Me voici donc sur Mastodon, instance mastodon.fr.
Le réseau tient en peu de mots. Aucune entreprise n’en détient les clés, aucun algorithme ne décide pour vous de ce qui mérite d’être vu, aucune régie n’y monnaye votre attention. Les messages paraissent dans l’ordre où ils ont été écrits, chose devenue rare. Les instances communiquent entre elles librement, si bien qu’on peut me suivre depuis n’importe laquelle. Cette architecture ressemble davantage à une correspondance qu’à une vitrine, et c’est précisément ce que je cherchais.
Ce que vous y trouverez tient à la vie même du site. Les épisodes du podcast au moment de leur parution, les instantanés, les recensions, les textes de philosophie contemplative, les nouvelles de la lettre papier. Rien qui double le site, tout ce qui y mène. Au fil de l’eau, comme les choses viennent, sans calendrier forcé ni cadence artificielle.
Mastodon devient ainsi ma voie principale de communication quotidienne.

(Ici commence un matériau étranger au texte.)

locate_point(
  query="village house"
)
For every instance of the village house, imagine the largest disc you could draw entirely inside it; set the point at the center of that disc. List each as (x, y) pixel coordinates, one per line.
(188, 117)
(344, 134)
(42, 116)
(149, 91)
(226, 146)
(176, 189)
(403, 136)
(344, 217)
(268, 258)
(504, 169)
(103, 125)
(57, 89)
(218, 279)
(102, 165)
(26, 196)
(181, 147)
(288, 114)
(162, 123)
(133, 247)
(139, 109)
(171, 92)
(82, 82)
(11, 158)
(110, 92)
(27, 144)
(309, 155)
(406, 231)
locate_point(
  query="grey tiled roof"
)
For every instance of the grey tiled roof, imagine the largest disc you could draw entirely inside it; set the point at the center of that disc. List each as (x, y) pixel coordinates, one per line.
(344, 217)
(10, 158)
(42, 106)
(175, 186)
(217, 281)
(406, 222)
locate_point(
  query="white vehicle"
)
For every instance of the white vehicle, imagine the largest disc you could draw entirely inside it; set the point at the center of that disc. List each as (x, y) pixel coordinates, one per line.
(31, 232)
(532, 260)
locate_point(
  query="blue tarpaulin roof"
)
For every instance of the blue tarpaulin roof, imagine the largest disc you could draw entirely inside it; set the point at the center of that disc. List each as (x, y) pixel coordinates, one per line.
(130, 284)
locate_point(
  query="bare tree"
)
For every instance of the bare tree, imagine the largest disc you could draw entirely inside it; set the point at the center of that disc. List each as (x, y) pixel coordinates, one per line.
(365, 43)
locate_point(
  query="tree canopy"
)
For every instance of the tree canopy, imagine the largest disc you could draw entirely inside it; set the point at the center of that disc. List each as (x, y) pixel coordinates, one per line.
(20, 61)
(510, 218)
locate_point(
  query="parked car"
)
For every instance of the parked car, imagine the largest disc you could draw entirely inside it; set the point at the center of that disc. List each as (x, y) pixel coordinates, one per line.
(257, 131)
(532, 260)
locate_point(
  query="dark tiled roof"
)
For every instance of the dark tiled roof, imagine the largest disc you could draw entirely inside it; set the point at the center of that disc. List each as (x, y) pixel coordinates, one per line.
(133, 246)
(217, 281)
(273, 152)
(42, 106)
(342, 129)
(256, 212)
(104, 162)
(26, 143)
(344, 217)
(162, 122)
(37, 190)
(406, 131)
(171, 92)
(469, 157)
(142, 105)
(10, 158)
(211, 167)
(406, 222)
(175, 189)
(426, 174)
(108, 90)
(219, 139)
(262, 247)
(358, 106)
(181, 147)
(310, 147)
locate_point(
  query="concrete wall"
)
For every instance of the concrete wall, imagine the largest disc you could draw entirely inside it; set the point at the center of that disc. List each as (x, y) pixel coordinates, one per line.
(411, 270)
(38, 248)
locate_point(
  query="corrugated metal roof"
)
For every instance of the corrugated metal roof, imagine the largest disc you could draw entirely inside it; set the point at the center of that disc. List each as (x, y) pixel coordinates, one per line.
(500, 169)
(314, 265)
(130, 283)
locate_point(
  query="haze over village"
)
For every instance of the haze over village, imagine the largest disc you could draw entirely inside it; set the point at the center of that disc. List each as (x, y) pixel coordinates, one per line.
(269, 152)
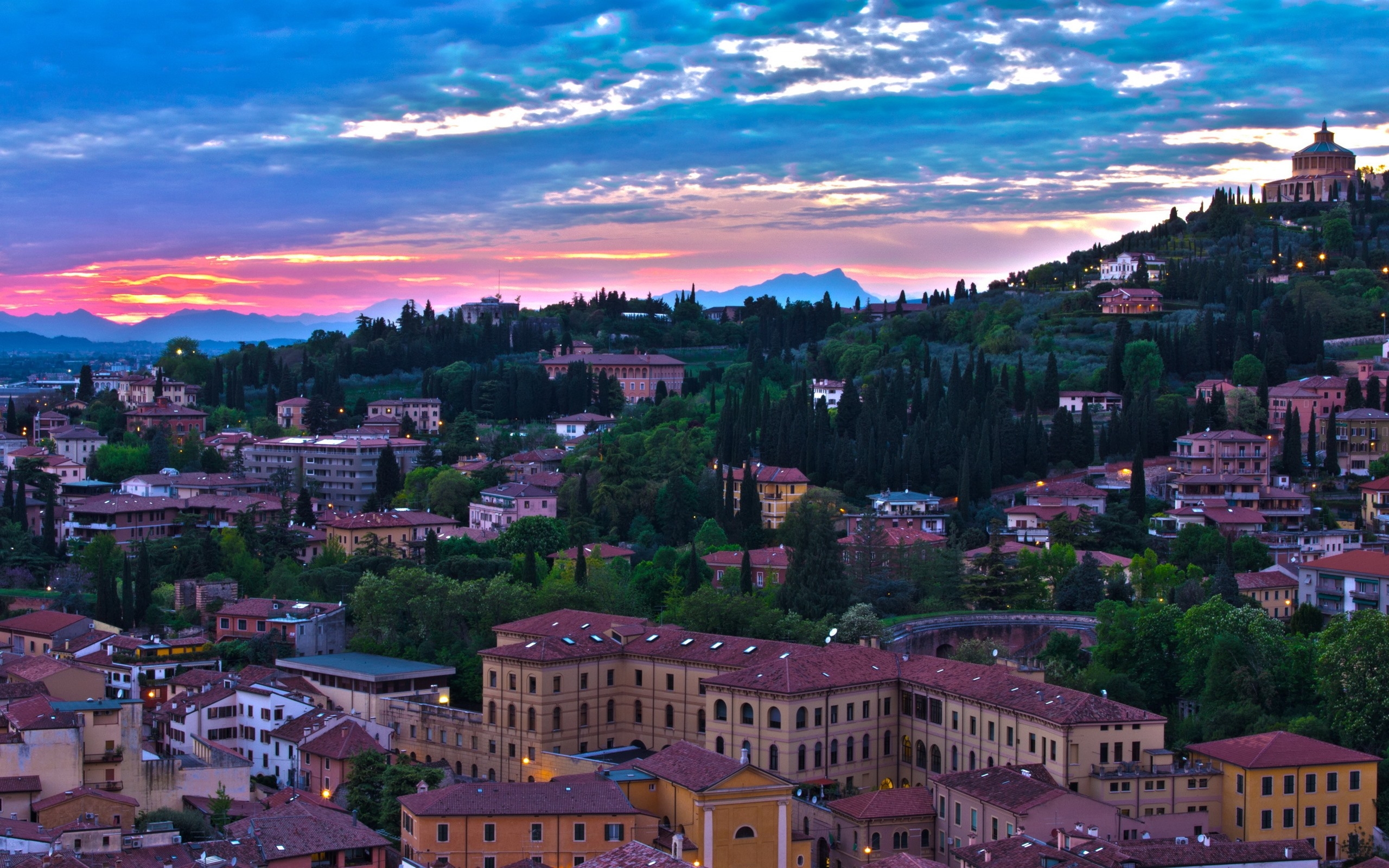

Ceux qui souhaitent me lire régulièrement gagneront à s’y abonner, la lettre par email demeurant, pour sa part, le lieu des textes longs et des envois plus intimes.
L’adresse est celle-ci.
https://mastodon.fr/@voiepoetique
Il y a quelque chose de juste à ce que la poésie migre vers les territoires libres. Elle a toujours mal supporté les enclos.